The scenario he describes has played out several times over the years, even without the element of terrorism. Jack in the Box lost $138 million in two years after the 1993 E. coli outbreak that killed four people and sickened more than 600. Wendy’s lost $2.5 million in sales in the San Francisco Bay Area after the infamous “finger in the chili” hoax in 2005. In the fourth quarter of 2006, sales dropped 5% at Taco Bell after an E. coli outbreak made 71 customers ill.
Castleberry’s Food Company, in Augusta, Ga., is still dusting itself off after recalling more than 90 brands of canned chili, beef stew, and other meat products because of a botulism outbreak last July. Although the state’s Department of Food Safety attributed the outbreak to a random equipment malfunction, the damage, in the public’s eye, is already done. “It will be months, if not years, before Castleberry’s can regain whatever confidence it had among the consumers,” Sorrells says. “In these cases, it’s not always what actually happened—it’s what consumers believe can happen.”
Safety Starts at Home
The key to bioterrorism defense starts with a vulnerability assessment and a rock-solid food defense plan, according to Skip Seward, PhD, vice president of regulatory affairs at the American Meat Institute (AMI) in Washington, D.C. “Companies in our industry need to do what’s necessary to ensure that if there is an issue, they’re as well-prepared as they can be. They then need to really execute that plan on a day-to-day basis to minimize their risk.”
Food defense standards already exist at many meat, produce, and dairy product companies nationwide. While not specifically directed at preventing bioterrorist attacks, these standards are designed to ensure safe handling of food products in general, including safeguarding against intentional and accidental contamination, Nestle says.
“Everyone who is involved in preparing food should use a hazard plan—whether it’s called that or not—and bring in someone who understands how contamination can occur,” Nestle says. “Then you at least have things in place that are looking for the obvious areas where problems can occur, and you’re taking steps to prevent them. That seems minimal to me.”
Larger meat and poultry companies create and use food defense plans as a matter of course, according to Seward.
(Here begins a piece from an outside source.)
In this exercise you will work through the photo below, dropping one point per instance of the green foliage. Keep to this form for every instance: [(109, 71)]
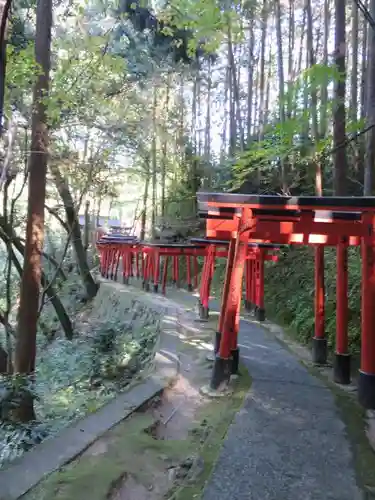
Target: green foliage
[(76, 377), (289, 293)]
But smaller facilities, which are typically family-owned, may not see the urgency. “In many cases, they know all their employees,” Seward says. “The idea of someone coming into the establishment as a terrorist and having access to the production facility is a lot less likely and would be easier to detect than in a larger establishment.”
When conducting a vulnerability assessment, facilities should perform a CARVER plus shock analysis, Seward says. The USDA’s Web site, at www.fsis.usda.gov, includes step-by-step guidelines for implementing the strategy at any facility. Key components are criticality, accessibility, recuperability, vulnerability, effect, recognizability, and shock (see Table 1, p. 22). The CARVER plus shock method will help to identify a series of critical nodes at your production facility—areas most vulnerable to some sort of disruption—according to Seward. From there, a company can develop mitigation strategies to deal with the critical nodes, and “that’s where the real challenges come in.”
Safer, but More Disruptions
One catch is that countermeasures that make a facility safer can also disrupt its production process, Seward says. A typical critical node in a meat plant might be a large, open hopper where meat products are blended. Someone with access could easily throw a lethal agent into the blender, sending it into the food product. “One of the obvious countermeasures would be to put a lid on the blender, so that someone cannot simply toss something into it,” Seward says. “But at the same time, the challenge is that there’s a reason no lid is on that blender to begin with: so you can observe what’s going on, so you can easily put proper materials in there, so people have access to it for cleaning and sanitation.”